“I had my breast implants put in 28 years ago. My gynecologist thinks they
look fine. My question is, when should they be replaced?”
~ Judith M, Newport Beach CA
This is a very good question, Judith, one that we hear every week in our
practice! The first silicone breast implants were inserted in the mid 1960’s. By
the mid 1970’s, when I began doing surgery, breast implant procedures had become
main stream. During these early years, I do not recall much discussion with the
manufacturers, other physicians or patients regarding longevity of such implants
– the assumption was that they would last forever and never need to be replaced!

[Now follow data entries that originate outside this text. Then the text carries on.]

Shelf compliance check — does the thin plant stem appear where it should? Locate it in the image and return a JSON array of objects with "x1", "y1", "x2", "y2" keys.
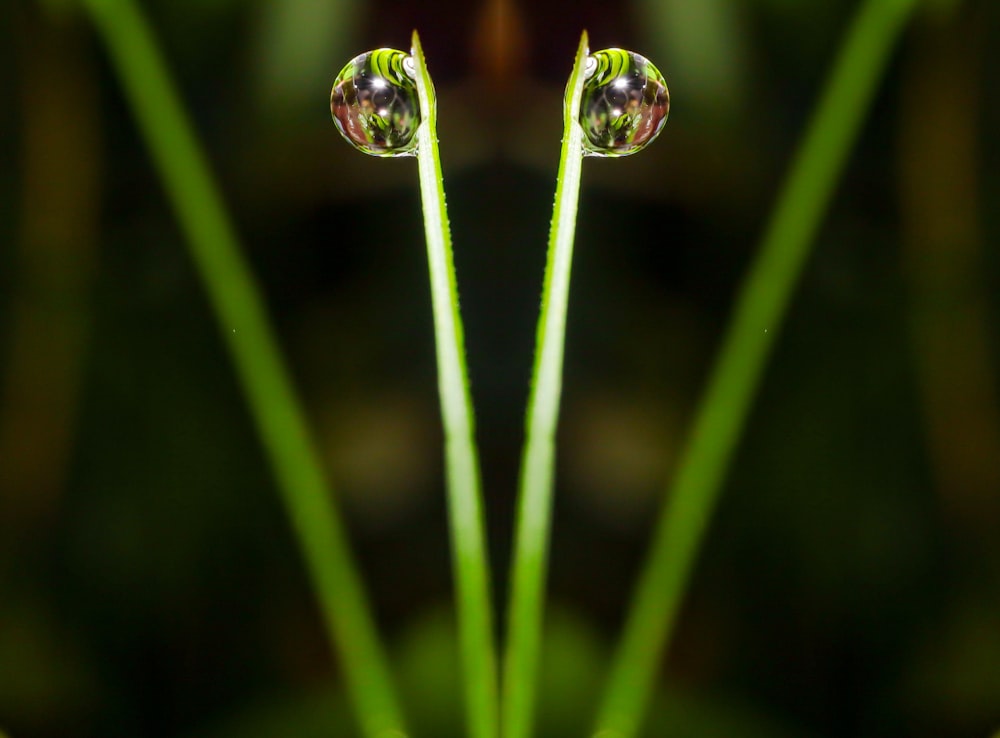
[
  {"x1": 594, "y1": 0, "x2": 914, "y2": 738},
  {"x1": 412, "y1": 31, "x2": 499, "y2": 738},
  {"x1": 83, "y1": 0, "x2": 406, "y2": 738},
  {"x1": 501, "y1": 32, "x2": 588, "y2": 738}
]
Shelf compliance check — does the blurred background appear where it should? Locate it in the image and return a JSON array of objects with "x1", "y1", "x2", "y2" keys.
[{"x1": 0, "y1": 0, "x2": 1000, "y2": 738}]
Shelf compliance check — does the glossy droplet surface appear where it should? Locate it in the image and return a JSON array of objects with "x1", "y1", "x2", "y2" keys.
[
  {"x1": 330, "y1": 49, "x2": 420, "y2": 156},
  {"x1": 580, "y1": 49, "x2": 670, "y2": 156}
]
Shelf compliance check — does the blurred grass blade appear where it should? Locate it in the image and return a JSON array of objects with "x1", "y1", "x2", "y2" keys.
[
  {"x1": 595, "y1": 0, "x2": 914, "y2": 738},
  {"x1": 84, "y1": 0, "x2": 405, "y2": 738},
  {"x1": 412, "y1": 31, "x2": 498, "y2": 738},
  {"x1": 501, "y1": 32, "x2": 588, "y2": 738}
]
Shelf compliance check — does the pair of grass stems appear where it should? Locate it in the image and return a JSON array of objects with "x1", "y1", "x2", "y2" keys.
[{"x1": 82, "y1": 0, "x2": 916, "y2": 738}]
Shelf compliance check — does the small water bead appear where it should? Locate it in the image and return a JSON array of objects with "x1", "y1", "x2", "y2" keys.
[
  {"x1": 330, "y1": 49, "x2": 420, "y2": 156},
  {"x1": 580, "y1": 49, "x2": 670, "y2": 156}
]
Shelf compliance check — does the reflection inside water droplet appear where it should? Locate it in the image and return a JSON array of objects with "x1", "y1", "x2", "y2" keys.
[
  {"x1": 330, "y1": 49, "x2": 420, "y2": 156},
  {"x1": 579, "y1": 49, "x2": 670, "y2": 156}
]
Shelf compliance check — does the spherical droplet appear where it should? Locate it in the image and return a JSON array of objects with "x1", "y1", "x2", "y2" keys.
[
  {"x1": 330, "y1": 49, "x2": 420, "y2": 156},
  {"x1": 580, "y1": 49, "x2": 670, "y2": 156}
]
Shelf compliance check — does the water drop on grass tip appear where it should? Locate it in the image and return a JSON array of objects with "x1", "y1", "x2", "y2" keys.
[
  {"x1": 580, "y1": 49, "x2": 670, "y2": 156},
  {"x1": 330, "y1": 49, "x2": 420, "y2": 156}
]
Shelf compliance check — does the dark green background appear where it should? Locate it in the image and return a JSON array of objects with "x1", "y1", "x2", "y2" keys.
[{"x1": 0, "y1": 0, "x2": 1000, "y2": 738}]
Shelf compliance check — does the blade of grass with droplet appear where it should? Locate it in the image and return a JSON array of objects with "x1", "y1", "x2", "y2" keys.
[
  {"x1": 594, "y1": 0, "x2": 914, "y2": 738},
  {"x1": 412, "y1": 31, "x2": 498, "y2": 738},
  {"x1": 501, "y1": 32, "x2": 588, "y2": 738},
  {"x1": 83, "y1": 0, "x2": 406, "y2": 738}
]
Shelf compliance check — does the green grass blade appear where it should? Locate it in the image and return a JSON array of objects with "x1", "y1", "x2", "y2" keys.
[
  {"x1": 501, "y1": 32, "x2": 588, "y2": 738},
  {"x1": 83, "y1": 0, "x2": 405, "y2": 738},
  {"x1": 595, "y1": 0, "x2": 914, "y2": 738},
  {"x1": 412, "y1": 31, "x2": 499, "y2": 738}
]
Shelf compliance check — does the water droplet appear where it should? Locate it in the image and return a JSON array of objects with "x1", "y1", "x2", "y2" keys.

We were all naïve at that time! Knowing what we now know, hip joints, knee
joints, heart valves, and pacemakers all wear out and have to be replaced
eventually. The reason that many patients who have received a hip, knee, heart
valve or pacemaker do not require a replacement is that such implants are
frequently placed in an older patient who does not live long enough for the
implant to wear out or malfunction. But anyone in their 20’s receiving an
artificial knee, hip, heart valve or pacemaker surely knows that these implants
will have to be replaced a few times during their lives. We know now that all
breast implants will rupture eventually if the patient lives long enough. Given
this fact, there are two important questions. Does a ruptured implant cause a
patient any harm? And secondly, what is the expected longevity of breast
implants and when should they be replaced?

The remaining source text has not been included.